Schaeperkoetter is the “moderate” (anti-abortion) Democrat in the race. He’s had a history of success, I must say, with the “moderate” stance in Republican leaning Franklin and Gasconade counties since 1980. The year when Reagan swept into power and helped lots of Republicans into our state legislature, Schaeperkoetter beat a Republican incumbent. But his video doesn’t tell me much about his beliefs beyond being anti-abortion. He talks about being able to win south of the Missouri River and the abortion issue.

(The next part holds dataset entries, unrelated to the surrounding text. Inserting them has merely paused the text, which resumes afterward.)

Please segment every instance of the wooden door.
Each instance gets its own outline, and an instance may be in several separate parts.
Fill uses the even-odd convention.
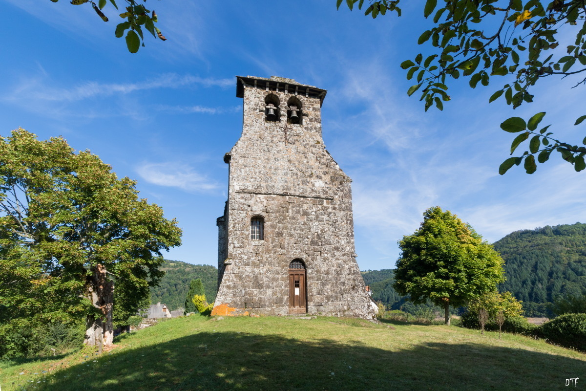
[[[289,270],[289,313],[306,314],[305,269]]]

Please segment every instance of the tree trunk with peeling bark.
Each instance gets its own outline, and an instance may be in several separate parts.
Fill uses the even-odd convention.
[[[86,286],[86,297],[98,311],[87,315],[84,343],[98,346],[101,351],[103,346],[112,345],[114,341],[114,281],[108,278],[105,267],[98,264],[93,273],[87,278]]]

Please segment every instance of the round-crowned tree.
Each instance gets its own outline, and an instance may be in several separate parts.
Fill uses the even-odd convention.
[[[444,307],[458,307],[493,291],[504,281],[504,261],[490,243],[449,210],[430,208],[411,235],[399,241],[393,287],[415,304],[429,298]]]
[[[0,137],[0,294],[19,309],[6,321],[85,316],[86,343],[112,344],[115,297],[135,313],[164,274],[161,251],[180,244],[135,185],[61,137]]]

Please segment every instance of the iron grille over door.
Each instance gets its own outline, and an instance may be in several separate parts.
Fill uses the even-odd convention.
[[[305,265],[300,259],[289,264],[289,313],[307,312]]]

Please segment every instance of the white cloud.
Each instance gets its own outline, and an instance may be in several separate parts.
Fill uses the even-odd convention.
[[[77,101],[97,97],[127,94],[136,91],[155,89],[178,89],[194,85],[206,87],[227,88],[234,85],[234,80],[167,73],[137,83],[104,83],[86,81],[64,89],[49,86],[40,79],[28,78],[19,85],[11,89],[13,91],[12,93],[2,97],[2,99],[9,101],[23,100],[30,101],[30,99],[45,101]]]
[[[207,107],[196,105],[193,106],[169,106],[161,105],[157,106],[156,109],[161,111],[179,114],[202,113],[208,114],[221,114],[225,113],[238,113],[242,110],[240,106],[233,107]]]
[[[141,178],[154,185],[173,187],[190,193],[204,192],[219,188],[217,183],[182,163],[144,163],[136,168]]]

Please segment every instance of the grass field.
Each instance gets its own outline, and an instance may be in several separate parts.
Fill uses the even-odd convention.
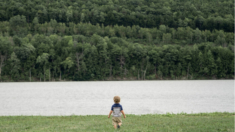
[[[126,115],[120,130],[111,118],[91,116],[0,116],[1,132],[234,132],[235,113]]]

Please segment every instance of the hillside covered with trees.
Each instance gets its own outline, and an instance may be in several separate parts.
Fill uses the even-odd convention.
[[[0,1],[0,80],[234,78],[232,0]]]

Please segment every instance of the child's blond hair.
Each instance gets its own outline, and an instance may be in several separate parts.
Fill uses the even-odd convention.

Steve Gaw, who lost the Secretary of State race to Matt Blunt in 2000, lists these accomplishments from his years on the legislature:
· sponsoring tax cuts for middle class families-including the legislation that eliminated taxes on groceries;
· proposing legislation to create Missouri’s “DO NOT CALL” list, one of the first in the nation;
· fighting for the development of ethanol plants in rural Missouri;
· establishing Missouri’s sex offender registry;
· ushering in an new era of ethics after scandal had rocked the Capitol;
· implementing improvements in education, like a program focusing students on the fundamentals of reading and arithmetic;
· creating new opportunities for Missourians to continue their education at the vocational/technical, junior college, and university levels.
Lyndon Bode, as a county commissioner, is understandably preoccupied with infrastructure. If he wound up in D.C., he’d make sure the government spent money to repair our bridges and roads. Nothing wrong with that, except it’s … limited.
As for the so far “unfiled” candidate, Ken Jacob, he touts his years of fighting the neoconservatives in the state legislature.
Earlier in the decade, Jacob rose to be Senate Minority Leader. He had fairly public clashes during his tenure with the Republican majority, filibustering so long that he said he still has pain in his feet.
Jacob, who got trounced by Bekki Cook in the 2004 primary for Lieutenant Governor, maintains that even though he lost that statewide contest, he’d have a solid basis for this race if the people who voted for him in 2004 do the same thing this year.